Money Managers Avoid Brunt of Dodd-Frank Bonus Crackdown

(Bloomberg) -- Mutual and hedge fund managers dodged the toughest provisions of newly proposed U.S. pay rules designed to discourage excessive risk-taking on Wall Street.

Thanks to the way the proposal defines assets, even large managers such as BlackRock may qualify for the lightest regulation. The plan, stemming from the 2010 Dodd-Frank law, reserves its strongest restrictions for financial companies with $250 billion or more in assets, but that excludes holdings belonging to clients.

Only 18 of the 669 registered investment advisors subject to the rule would face the heaviest regulation, the SEC estimated in a briefing on Thursday. About 630 firms would fall below the $50 billion threshold for a lower level of regulation. Those with less than $1 billion in proprietary assets aren’t covered.
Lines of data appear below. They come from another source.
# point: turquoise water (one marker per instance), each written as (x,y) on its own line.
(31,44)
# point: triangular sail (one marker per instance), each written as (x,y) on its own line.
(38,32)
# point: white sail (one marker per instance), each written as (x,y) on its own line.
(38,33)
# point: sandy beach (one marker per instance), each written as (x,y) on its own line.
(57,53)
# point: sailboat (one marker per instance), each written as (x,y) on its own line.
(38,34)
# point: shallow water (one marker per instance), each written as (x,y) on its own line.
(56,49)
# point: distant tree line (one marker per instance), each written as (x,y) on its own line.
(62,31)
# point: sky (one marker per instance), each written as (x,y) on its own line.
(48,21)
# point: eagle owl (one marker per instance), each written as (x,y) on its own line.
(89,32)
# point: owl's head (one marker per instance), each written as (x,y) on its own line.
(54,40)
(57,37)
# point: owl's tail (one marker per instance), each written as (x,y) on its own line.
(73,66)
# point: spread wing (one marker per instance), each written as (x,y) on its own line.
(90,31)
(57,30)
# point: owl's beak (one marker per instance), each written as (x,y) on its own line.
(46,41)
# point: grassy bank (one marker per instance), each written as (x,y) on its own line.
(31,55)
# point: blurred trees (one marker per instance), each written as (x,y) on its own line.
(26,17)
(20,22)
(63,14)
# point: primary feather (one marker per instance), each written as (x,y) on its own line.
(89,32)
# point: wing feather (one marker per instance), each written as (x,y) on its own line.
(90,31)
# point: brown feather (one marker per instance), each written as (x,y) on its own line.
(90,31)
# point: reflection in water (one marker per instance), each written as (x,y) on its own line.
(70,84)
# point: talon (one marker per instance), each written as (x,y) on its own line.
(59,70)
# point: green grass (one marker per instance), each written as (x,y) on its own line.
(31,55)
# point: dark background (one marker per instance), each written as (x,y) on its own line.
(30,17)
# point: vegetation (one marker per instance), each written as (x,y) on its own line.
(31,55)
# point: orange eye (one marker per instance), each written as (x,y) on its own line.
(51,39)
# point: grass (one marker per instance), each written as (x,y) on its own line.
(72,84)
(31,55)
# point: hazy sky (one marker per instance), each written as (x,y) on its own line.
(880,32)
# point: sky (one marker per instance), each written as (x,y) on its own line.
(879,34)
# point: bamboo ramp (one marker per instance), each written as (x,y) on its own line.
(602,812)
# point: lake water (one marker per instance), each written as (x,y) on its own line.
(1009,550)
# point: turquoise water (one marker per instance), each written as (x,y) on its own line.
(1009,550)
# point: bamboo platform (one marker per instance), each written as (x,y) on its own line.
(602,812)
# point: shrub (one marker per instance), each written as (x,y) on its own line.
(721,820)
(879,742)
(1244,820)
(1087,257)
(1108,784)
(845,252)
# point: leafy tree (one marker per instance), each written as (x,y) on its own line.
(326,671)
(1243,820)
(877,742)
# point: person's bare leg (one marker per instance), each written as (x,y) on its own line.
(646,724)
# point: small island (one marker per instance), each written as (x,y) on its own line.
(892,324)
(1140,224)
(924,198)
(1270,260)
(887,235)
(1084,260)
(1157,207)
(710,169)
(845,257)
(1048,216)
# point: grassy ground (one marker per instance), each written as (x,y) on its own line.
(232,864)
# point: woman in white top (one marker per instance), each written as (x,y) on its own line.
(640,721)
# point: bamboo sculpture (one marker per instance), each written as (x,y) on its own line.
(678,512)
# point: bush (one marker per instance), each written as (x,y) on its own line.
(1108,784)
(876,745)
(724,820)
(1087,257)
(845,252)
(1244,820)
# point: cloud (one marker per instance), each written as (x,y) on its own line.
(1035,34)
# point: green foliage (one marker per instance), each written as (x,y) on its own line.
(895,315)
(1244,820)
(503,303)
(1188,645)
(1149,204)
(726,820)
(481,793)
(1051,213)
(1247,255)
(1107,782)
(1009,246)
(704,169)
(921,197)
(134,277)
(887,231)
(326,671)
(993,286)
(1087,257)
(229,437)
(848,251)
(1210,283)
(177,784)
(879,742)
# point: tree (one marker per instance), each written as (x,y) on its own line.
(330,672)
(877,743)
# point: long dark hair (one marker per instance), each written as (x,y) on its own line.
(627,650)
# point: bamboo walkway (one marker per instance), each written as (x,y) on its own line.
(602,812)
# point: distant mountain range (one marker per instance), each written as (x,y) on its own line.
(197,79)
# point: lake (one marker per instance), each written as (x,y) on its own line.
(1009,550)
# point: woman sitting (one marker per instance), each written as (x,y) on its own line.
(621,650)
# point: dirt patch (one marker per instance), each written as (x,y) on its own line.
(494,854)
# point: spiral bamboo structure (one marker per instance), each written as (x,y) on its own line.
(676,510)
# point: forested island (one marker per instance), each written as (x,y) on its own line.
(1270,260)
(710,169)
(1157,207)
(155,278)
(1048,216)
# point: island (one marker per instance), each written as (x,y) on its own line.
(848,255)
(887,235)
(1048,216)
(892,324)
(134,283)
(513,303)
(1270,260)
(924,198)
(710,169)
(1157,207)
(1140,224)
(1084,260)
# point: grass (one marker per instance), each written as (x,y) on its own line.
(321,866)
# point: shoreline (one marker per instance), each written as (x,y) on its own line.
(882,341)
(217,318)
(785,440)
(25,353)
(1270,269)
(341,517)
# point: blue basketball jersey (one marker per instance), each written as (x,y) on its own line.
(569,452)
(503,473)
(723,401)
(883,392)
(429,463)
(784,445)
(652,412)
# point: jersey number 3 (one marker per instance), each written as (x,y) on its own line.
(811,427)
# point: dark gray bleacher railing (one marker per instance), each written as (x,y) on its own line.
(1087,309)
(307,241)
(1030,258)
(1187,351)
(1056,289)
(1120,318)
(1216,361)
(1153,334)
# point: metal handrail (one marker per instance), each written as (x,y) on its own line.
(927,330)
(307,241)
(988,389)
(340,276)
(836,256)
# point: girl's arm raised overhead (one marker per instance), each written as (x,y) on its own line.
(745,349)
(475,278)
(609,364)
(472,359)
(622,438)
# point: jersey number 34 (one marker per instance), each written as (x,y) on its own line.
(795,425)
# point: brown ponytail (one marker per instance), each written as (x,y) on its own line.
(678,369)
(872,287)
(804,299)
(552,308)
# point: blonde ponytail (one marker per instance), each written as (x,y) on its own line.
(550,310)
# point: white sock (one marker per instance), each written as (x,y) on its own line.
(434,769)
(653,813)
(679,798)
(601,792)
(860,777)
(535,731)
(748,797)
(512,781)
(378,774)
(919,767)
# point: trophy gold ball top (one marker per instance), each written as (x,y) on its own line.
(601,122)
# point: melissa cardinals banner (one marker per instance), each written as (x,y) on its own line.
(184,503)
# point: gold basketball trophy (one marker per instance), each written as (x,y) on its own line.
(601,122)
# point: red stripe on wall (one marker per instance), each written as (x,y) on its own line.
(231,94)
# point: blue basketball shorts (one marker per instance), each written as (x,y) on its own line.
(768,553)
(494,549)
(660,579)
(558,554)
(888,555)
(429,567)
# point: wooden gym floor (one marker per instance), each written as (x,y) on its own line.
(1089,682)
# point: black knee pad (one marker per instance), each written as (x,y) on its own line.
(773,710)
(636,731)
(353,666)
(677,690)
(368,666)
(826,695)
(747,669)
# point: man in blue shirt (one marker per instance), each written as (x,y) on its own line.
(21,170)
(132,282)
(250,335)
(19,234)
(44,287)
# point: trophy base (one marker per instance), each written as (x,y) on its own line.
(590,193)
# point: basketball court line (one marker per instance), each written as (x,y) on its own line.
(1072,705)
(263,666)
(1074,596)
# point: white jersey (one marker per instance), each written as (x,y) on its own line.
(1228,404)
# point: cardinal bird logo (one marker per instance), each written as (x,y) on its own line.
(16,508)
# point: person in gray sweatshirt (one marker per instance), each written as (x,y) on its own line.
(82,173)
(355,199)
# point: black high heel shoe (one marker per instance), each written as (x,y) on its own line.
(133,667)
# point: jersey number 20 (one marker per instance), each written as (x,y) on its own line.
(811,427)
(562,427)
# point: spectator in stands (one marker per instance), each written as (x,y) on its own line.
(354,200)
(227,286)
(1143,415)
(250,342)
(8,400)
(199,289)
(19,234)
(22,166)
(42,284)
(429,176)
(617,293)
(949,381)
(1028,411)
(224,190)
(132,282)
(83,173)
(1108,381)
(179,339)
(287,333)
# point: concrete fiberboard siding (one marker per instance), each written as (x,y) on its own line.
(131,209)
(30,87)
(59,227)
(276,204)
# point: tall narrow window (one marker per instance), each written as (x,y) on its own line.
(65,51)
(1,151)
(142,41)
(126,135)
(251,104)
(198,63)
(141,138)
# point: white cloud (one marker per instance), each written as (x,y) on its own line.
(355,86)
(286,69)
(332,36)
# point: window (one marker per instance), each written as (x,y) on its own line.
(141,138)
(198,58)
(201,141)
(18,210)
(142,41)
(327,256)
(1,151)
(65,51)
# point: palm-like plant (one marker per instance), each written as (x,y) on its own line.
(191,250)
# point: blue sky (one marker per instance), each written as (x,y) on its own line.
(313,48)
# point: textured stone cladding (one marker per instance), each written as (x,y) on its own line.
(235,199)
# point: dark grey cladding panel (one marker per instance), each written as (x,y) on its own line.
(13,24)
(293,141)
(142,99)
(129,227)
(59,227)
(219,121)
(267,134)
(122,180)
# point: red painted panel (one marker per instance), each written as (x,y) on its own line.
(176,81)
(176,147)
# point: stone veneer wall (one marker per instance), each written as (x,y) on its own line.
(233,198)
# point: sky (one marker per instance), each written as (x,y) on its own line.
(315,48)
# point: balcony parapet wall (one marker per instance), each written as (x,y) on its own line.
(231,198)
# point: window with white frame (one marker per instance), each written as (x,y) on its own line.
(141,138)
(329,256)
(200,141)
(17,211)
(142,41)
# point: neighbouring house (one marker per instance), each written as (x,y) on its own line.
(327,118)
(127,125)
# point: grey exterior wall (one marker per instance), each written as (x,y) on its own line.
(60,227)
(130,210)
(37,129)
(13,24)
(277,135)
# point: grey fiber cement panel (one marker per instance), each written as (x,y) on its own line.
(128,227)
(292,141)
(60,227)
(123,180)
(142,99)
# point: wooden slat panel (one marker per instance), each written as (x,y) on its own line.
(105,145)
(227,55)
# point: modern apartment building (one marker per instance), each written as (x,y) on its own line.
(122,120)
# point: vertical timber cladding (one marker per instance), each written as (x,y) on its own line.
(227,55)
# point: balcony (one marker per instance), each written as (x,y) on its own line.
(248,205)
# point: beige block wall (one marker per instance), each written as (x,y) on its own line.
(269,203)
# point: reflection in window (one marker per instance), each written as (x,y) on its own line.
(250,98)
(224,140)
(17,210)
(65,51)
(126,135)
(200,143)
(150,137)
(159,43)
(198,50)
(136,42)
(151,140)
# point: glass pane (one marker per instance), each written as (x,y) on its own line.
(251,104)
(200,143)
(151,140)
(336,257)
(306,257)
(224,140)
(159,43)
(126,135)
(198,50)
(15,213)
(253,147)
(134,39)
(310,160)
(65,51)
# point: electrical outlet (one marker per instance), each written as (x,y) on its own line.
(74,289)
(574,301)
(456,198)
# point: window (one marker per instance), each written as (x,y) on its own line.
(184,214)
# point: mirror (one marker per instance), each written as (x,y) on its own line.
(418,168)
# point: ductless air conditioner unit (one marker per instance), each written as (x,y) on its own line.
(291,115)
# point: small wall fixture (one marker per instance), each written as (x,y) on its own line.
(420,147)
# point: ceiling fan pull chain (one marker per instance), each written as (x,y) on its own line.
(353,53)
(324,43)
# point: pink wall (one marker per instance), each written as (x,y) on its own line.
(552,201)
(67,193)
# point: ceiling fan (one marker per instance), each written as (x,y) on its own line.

The proposal -- written by six U.S. financial agencies and released by the National Credit Union Administration -- targets bonuses meted out by banks, brokerages and fund managers to executives and traders who ring up big profits while taking on undue risk. Awards would be subject to deferrals lasting as long as four years, and potential clawbacks should the recipient take on inappropriate risk or get hit with an enforcement action.

Under the plan, advisors would be able to exclude “non-proprietary” assets on their balance sheets, such as those held on behalf of clients, when determining to which category they belong.

BlackRock, the world’s largest money manager with about $4.6 trillion under management, had $225 billion of consolidated assets on its balance sheet at the end of 2015. But that included almost $151 billion of separate accounts that are walled off to fund individual and group pension contracts written by a U.K. insurance subsidiary, according to the company’s annual report, as well as $31 billion of collateral for the accounts held under securities lending agreements.

BlackRock “has no economic interest” in the separate account assets, according to the annual report, and they aren’t subject to the general claims of the firm’s creditors.